The other good news is that my blood protein marker they are using to track the destruction of the cancer and the effectiveness of the chemotherapy, CA125, is continuing to go down. As I may have mentioned before, it started at just over 400 following my hysterectomy, went down to around 200 three weeks later, then had gone down dramatically with each new round of chemotherapy. The elusive “normal” is less than 20. I hit 19 after two rounds, 10 after three rounds, and just found out that the fourth round of chemo caused it to go down a little more to 7. My oncologist said he’s never seen it go below 5, so I’m hoping to break the record with these last two rounds!

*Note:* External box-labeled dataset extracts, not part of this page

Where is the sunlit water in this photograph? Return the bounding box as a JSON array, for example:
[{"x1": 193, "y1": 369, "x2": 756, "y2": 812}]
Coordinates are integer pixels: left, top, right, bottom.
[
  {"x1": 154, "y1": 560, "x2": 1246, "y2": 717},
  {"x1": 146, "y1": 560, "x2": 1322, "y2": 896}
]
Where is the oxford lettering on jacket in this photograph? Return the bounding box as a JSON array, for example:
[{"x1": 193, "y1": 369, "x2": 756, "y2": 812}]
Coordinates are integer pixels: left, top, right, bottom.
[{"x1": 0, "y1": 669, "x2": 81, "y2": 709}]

Needless to say, I am thankful to the Lord for all of this good news and feel very hopeful and encouraged.

But I also feel wary of myself, so easily tricked into ignoring eternity and focusing on the material world around me — my physical health, my house, my relationships, my job, my looks, my peace of mind. You know, a normal life. 

Now that things seem to be going so well, it will be a greater challenge to remember that suffering makes me more like Jesus and death is not the worst thing that can happen to me. In fact, Paul says that to die is gain. Oh for that eternal perspective! I need that perspective to help me weather the next storms that come, and they will come, whatever they may be.

So I am praying for the faith, whether I am living or dying, to please Christ, just as Paul says in 2 Corinthians 5:6-9.

“Therefore, being always of good courage, and knowing that while we are at home in the body we are absent from the Lord–for we walk by faith, not by sight–we are of good courage, I say, and prefer rather to be absent from the body and to be at home with the Lord. Therefore we also have as our ambition, whether at home or absent, to be pleasing to Him.”